June 24, 2022 - 9:00 pm
Sometimes the lonely battles are vitally important. Just look at Sen. Rand Paul’s tireless fight for fiscal responsibility.
Four years ago, the Kentucky Republican introduced a plan to balance the federal budget. He called it the “Penny Plan,” because it would have cut spending by 1 percent annually for five years. That would have led to a balanced budget by 2023.
“Rather than holding hands and agreeing to the common gluttony this plan requires Congress to do the opposite: hold hands and sacrifice for the common good,” Mr. Paul wrote at the time.
He warned his colleagues that failing to curb deficit spending would lead to rising inflation. The Senate gave little heed to his warning. It voted down his proposal with only 21 senators in support.
At the time, high inflation seemed like an impossibility. Now — in large part due to unrestrained federal spending — it’s a sobering reality.
To curb inflation, the Federal Reserve is increasing interest rates. While necessary, that will add substantial costs to repaying the interest on the national debt. The Congressional Budget Office’s latest budgetary baseline shows interest payments tripling between now and 2032. If rates increase more than projected, trillions will go simply to paying off the interest on the debt.
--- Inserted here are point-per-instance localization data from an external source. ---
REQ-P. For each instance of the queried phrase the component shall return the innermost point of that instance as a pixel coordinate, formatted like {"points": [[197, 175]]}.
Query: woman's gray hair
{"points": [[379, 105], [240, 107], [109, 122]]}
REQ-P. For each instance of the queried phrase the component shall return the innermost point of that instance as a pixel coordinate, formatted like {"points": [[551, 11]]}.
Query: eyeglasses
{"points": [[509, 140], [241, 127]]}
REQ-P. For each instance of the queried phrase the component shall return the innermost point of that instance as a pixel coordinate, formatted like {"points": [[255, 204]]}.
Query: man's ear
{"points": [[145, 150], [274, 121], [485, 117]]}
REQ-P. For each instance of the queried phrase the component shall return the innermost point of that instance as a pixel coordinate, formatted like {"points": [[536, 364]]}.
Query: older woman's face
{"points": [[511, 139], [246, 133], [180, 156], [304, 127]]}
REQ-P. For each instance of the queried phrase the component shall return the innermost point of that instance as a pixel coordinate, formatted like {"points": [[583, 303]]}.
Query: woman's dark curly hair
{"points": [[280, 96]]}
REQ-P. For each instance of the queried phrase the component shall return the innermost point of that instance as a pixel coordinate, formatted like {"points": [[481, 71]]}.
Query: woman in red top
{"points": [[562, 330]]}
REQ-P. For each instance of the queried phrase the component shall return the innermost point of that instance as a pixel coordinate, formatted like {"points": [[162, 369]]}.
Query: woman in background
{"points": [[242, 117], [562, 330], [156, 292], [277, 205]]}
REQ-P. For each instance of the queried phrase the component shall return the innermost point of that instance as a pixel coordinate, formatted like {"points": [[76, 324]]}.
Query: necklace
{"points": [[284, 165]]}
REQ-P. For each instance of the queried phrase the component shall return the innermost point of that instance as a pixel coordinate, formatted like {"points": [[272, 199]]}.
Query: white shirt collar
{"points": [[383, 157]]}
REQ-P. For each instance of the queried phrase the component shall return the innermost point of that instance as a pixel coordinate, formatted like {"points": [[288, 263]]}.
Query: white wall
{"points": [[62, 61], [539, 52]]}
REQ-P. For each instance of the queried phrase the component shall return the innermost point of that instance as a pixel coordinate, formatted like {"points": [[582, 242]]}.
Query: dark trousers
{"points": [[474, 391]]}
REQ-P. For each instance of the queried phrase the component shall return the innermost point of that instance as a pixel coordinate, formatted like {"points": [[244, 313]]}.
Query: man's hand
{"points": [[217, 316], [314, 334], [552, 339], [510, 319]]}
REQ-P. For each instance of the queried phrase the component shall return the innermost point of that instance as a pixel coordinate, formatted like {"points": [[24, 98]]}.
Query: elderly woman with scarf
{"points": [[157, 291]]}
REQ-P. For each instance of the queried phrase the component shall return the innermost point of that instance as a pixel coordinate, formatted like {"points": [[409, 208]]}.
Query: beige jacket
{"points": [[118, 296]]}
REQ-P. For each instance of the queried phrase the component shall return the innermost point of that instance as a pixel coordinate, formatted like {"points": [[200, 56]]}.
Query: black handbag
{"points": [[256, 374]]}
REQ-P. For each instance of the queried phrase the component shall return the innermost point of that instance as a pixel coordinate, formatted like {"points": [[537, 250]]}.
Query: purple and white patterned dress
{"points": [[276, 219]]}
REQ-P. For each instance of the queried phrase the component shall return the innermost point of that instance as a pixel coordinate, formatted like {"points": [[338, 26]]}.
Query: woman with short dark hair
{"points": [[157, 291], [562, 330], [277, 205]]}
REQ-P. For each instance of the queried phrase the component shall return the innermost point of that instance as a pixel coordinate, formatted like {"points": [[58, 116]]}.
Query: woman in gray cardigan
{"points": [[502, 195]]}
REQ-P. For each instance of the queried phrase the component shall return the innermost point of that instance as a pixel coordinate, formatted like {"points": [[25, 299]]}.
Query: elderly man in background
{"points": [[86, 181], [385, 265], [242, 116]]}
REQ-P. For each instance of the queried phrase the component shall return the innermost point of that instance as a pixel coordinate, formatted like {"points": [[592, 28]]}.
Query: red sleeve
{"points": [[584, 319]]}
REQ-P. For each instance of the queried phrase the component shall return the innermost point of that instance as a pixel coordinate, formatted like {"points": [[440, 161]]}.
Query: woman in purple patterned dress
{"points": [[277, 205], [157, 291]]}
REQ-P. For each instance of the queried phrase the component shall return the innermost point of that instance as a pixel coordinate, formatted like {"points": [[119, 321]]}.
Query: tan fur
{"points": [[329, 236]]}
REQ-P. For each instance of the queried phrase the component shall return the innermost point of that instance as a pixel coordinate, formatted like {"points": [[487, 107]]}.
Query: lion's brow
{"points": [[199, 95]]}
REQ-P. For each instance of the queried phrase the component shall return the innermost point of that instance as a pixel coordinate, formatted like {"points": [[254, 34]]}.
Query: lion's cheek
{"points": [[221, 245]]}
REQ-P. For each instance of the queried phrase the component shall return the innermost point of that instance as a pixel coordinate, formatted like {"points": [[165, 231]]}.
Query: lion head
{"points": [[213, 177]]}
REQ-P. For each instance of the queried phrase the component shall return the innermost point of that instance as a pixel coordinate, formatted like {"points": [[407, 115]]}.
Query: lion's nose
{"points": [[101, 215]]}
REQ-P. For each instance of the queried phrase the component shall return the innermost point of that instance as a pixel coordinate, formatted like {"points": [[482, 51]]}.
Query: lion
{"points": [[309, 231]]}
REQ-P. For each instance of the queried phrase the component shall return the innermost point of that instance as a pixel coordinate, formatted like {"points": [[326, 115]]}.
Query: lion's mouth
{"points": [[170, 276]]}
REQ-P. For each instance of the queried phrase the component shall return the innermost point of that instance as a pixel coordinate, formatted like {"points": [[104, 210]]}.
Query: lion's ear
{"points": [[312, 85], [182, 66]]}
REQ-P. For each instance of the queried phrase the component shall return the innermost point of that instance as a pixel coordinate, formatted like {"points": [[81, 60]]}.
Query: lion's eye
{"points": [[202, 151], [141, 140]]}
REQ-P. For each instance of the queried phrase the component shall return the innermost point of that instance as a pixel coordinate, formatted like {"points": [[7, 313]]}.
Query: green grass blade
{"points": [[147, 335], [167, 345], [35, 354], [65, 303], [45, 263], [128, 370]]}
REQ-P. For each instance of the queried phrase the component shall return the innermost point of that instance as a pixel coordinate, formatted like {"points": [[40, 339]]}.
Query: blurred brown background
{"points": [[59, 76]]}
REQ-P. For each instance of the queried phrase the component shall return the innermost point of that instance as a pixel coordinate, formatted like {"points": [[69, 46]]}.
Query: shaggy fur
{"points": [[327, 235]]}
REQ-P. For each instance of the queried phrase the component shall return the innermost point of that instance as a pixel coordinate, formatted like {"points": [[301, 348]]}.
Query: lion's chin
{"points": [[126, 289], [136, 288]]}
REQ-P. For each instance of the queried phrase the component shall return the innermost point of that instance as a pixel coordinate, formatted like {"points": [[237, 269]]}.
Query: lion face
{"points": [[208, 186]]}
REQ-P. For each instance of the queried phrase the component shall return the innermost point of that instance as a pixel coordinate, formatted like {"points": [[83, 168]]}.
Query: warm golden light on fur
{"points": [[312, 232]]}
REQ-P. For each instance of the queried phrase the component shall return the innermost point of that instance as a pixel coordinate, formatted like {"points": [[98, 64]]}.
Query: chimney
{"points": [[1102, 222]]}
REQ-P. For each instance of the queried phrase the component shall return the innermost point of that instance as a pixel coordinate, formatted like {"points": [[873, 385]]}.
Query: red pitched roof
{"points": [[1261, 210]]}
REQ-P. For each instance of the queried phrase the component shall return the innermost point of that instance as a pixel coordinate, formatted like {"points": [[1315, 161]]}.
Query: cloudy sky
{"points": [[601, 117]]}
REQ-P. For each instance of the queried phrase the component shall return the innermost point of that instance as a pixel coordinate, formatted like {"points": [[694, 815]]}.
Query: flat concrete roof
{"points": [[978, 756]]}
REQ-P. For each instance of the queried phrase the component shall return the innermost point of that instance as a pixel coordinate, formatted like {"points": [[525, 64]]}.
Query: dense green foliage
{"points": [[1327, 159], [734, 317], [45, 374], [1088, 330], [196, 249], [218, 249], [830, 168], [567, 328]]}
One would hope these realities would make members of Congress more receptive to the need to cut back on federal largesse. Unfortunately, that’s only wishful thinking at this point.
Earlier this month, Mr. Paul pitched another plan to balance the budget. This one would have required cutting six cents from every dollar in the budget until Fiscal Year 2027, among other things. The longer Congress deals getting its fiscal house in order, the more dramatic the eventual cutbacks will be. Mr. Paul’s plan would have balanced the budget in five years.
“Washington’s addiction to spending is hurting our economy and depleting our currency. Inflation is stealing every American’s purchasing power and financial security,” Paul said in a statement. “All this plan does is return to 2019 spending levels. If the federal government spent at 2019 levels this year, we would have a $388 billion surplus.”
The federal government was far from austerity in 2019. But the Senate voted down his plan, 29 to 67.
With voters up in arms about inflation and an election just months away, many politicians will claim they want to fight inflation. It shouldn’t be hard to see the link between reckless spending and inflation, either. Yet, not even a third of Senators were willing to vote for a plan to fix it.
That’s a depressing reality. Mr. Paul deserves credit for continuing to fight this important battle.